19.10.22

Le juge pénal ne peut pas faire droit à une demande de réparation du fonctionnaire délégué consistant en la mise en conformité avec un permis déclaré illégal par le juge de la cessation

Trib. Charleroi (12e ch.corr.), 19 octobre 2022

Les éléments antérieurs à la procédure pénale qui a donné lieu au jugement du 19 octobre 2022 peuvent se résumer comme suit.

Notre client nous ayant consulté après l'expiration du délai pour saisir le Conseil d'Etat de la légalité du permis d'urbanisme couvrant la réalisation d'un projet aux gabarits exhorbitants à côté de chez lui, nous avons introduit pour lui une action en cessation en matière de protection de l'environnement par le jeu de la représentation citoyenne de la commune. L'article L-1242-2 du Code de la démocratie locale et de la décentralisation permet en effet à tout citoyen d'agir au nom et pour le compte de sa commune lorsque celle-ci n'exerce pas ses droits. Ce mécanisme de représentation citoyenne permet de mettre en oeuvre des actions réservées aux communes, dont l'action en cessation environnementale instituée par la loi du 12 janvier 1993 "concernant un droit d'action en matière de protection de l'environnement". 

Statuant sur cette action, la Cour d'appel de Mons a constaté que le permis était illégal et ordonné la cessation des travaux. L'illégalité résulte de ce que le permis autorise une construction dont la hauteur est sensiblement supérieure à celles de ses voisines, portant ainsi atteinte au cadre de vie des voisins en raison des nuisances qu'engendre son implantation. Sans le dire, la Cour d'appel sanctionne une erreur manifeste d'appréciation.

Avant que la Cour d'appel n'ordonne la cessation, le chantier était bien engagé et le propriétaire avait pris quelques largesses avec les plans, ce qui avait amené le fonctionnaire délégué à ordonner lui aussi la cessation des travaux, non pas au motif de l'illégalité du permis mais en raison du non respect des plans du permis.

Postérieurement à l'arrêt de la Cour d'appel, le parquet a engagé des poursuites pénales devant le tribunal correctionnel de Charleroi contre le propriétaire et l'entrepreneur (une société appartenant au propriétaire) pour non respect des plans, violation de l'ordre de cessation du fonctionnaire délégué et maintien des travaux en infraction au permis.

Dans ce cadre, le fonctionnaire délégué a demandé, à titre de mesure de réparation, la mise en conformité de la construction avec le permis.

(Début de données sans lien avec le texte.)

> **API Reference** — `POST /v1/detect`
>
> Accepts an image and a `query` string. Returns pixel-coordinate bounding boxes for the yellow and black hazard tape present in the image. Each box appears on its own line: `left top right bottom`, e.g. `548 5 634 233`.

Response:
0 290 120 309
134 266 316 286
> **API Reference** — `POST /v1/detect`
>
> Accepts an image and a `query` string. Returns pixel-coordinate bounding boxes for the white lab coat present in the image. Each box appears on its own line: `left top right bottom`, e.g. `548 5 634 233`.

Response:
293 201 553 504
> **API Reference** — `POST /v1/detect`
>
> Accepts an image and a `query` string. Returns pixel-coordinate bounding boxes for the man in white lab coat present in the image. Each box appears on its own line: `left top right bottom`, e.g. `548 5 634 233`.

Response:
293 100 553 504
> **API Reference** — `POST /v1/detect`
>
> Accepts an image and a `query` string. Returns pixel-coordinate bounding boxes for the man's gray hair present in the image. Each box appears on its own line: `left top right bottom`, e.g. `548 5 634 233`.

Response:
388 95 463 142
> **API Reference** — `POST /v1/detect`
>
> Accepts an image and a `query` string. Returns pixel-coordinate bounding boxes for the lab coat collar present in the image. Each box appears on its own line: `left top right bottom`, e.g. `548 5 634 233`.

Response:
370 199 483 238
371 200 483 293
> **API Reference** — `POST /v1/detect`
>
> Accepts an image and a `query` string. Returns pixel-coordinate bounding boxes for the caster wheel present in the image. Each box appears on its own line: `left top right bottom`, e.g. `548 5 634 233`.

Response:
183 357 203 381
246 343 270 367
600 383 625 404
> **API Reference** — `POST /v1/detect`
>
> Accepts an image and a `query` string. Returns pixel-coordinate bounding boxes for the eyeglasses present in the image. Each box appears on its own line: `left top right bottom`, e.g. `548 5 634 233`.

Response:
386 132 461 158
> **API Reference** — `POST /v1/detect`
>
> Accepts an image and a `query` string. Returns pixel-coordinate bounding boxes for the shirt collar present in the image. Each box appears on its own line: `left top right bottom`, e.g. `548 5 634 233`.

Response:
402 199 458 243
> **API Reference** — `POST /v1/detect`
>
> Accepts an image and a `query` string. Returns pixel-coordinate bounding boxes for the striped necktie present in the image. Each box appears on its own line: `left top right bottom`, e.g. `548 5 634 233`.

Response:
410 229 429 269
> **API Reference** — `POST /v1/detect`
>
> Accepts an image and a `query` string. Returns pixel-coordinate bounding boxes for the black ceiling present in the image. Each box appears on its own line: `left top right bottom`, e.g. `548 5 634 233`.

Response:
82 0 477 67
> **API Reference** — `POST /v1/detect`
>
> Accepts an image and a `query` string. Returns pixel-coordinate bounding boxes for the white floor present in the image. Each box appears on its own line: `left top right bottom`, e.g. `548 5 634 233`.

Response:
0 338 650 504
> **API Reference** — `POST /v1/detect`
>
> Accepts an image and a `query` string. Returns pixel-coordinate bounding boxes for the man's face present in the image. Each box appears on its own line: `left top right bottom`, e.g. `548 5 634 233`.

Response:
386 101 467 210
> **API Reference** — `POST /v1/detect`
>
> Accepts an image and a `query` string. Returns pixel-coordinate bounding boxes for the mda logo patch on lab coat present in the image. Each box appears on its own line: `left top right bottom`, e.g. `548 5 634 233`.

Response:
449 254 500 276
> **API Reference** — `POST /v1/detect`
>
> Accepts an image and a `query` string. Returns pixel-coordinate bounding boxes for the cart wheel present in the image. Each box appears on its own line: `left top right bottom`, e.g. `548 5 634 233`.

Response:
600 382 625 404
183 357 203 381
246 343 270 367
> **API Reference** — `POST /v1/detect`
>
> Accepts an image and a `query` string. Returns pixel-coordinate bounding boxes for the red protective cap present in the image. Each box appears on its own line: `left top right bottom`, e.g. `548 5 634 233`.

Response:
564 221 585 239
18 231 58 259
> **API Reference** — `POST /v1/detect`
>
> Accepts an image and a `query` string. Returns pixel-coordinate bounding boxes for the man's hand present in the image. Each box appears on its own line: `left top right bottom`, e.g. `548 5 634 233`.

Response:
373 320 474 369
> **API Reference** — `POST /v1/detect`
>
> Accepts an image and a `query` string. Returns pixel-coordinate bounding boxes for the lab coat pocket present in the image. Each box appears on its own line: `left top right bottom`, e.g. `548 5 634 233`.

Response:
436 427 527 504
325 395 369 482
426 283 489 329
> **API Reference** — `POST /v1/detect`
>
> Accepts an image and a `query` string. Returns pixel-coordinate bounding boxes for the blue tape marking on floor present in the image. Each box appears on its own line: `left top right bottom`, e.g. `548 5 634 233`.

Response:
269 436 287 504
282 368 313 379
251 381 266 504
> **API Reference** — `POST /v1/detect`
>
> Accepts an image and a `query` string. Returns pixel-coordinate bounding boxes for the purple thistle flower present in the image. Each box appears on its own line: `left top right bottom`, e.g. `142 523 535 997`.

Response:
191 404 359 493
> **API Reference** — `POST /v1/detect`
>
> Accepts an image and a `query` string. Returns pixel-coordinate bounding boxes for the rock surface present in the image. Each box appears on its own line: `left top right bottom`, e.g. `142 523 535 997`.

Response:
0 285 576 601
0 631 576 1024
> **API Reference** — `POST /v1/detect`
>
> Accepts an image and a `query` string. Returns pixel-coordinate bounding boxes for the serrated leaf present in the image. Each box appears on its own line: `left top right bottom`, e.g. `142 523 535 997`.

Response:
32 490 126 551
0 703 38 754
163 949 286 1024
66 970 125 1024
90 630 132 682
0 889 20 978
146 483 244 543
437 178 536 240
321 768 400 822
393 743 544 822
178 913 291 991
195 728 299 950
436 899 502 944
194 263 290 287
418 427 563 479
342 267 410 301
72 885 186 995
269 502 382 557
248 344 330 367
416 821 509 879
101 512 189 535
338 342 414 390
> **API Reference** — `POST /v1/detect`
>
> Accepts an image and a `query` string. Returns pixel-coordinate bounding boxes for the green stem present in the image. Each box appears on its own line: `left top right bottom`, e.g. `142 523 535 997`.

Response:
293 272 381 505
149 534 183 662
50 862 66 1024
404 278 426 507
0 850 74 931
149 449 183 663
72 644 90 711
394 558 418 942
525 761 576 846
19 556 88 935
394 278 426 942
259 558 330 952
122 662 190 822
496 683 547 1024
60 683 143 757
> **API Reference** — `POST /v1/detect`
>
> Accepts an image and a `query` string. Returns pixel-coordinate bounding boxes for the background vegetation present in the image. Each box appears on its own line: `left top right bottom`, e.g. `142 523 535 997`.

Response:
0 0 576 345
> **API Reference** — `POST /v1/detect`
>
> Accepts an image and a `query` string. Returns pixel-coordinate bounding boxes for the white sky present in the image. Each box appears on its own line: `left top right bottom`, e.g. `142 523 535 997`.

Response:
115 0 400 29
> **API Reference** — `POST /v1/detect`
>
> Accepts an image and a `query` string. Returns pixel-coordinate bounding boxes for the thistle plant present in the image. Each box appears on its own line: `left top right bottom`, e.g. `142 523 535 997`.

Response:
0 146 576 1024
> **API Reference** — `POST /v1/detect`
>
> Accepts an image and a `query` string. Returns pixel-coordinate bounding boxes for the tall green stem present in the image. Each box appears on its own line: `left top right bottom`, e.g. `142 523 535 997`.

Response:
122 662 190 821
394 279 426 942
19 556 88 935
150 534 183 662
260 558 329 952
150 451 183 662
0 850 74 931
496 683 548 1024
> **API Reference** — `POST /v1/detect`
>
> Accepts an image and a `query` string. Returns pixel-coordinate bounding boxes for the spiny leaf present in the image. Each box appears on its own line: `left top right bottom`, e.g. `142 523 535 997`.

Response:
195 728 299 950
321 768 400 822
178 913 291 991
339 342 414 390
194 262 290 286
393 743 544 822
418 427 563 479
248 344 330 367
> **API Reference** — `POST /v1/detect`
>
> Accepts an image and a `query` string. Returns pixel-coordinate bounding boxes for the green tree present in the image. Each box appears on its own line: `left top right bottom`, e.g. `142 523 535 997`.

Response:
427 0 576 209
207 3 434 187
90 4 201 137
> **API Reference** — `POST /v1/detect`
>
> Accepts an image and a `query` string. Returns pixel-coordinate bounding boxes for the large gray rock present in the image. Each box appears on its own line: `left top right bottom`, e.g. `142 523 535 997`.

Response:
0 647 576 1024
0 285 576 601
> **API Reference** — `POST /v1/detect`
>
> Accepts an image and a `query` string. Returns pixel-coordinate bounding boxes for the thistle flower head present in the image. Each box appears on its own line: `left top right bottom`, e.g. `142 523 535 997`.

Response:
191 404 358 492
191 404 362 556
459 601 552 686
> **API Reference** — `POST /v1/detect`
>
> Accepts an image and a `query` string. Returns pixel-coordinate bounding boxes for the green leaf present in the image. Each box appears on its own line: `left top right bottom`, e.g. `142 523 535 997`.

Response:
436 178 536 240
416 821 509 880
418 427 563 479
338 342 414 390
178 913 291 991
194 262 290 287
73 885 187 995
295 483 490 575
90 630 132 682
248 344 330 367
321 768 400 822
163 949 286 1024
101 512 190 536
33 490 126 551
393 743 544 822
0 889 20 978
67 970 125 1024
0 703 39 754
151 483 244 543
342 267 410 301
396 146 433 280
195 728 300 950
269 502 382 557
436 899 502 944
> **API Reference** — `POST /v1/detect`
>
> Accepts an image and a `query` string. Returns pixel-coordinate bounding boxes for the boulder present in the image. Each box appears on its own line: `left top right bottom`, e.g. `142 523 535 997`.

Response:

Notre client s'est constitué partie civile et s'est opposé à cette demande dans la mesure où elle revenait à pérenniser une situation contraire au bon aménagement de lieux.

Par jugement du 19 octobre 2022, le tribunal correctionnel a suivi les arguments de la partie civile, représentée par Vincent Letellier, et rejeté la demande du fonctionnaire délégué en constatant que le juge pénal était tenu par la décision du juge de l'action en cessation et qu'il ne pouvait donc pas faire droit à la demande de mise en conformité avec les plans puisque cela tendrait à l'exécution d'un permis jugé illégal. Plus précisément, le tribunal correctionnel exerce son contrôle de la légalité de la demande du fonctionnaire délégué et lui reproche de ne pas justifier la mesure de réparation qu'il sollicite au regard des exigences du bon aménagement des lieux. La demande est déclarée illégale et le tribunal rouvre les débats pour permettre au fonctionnaire délégué de formuler une autre demande de réparation, qui serait cette fois conforme au bon aménagement des lieux.

On soulignera par ailleurs la décision d'acquittement de la prévention de maintien des travaux réalisés en violation du permis, le trbinal faisant le constat de ce que les ordres administratif et judiciaire de cessation empêchaient légalemet les prévenus de remettre eux-même la situation en état.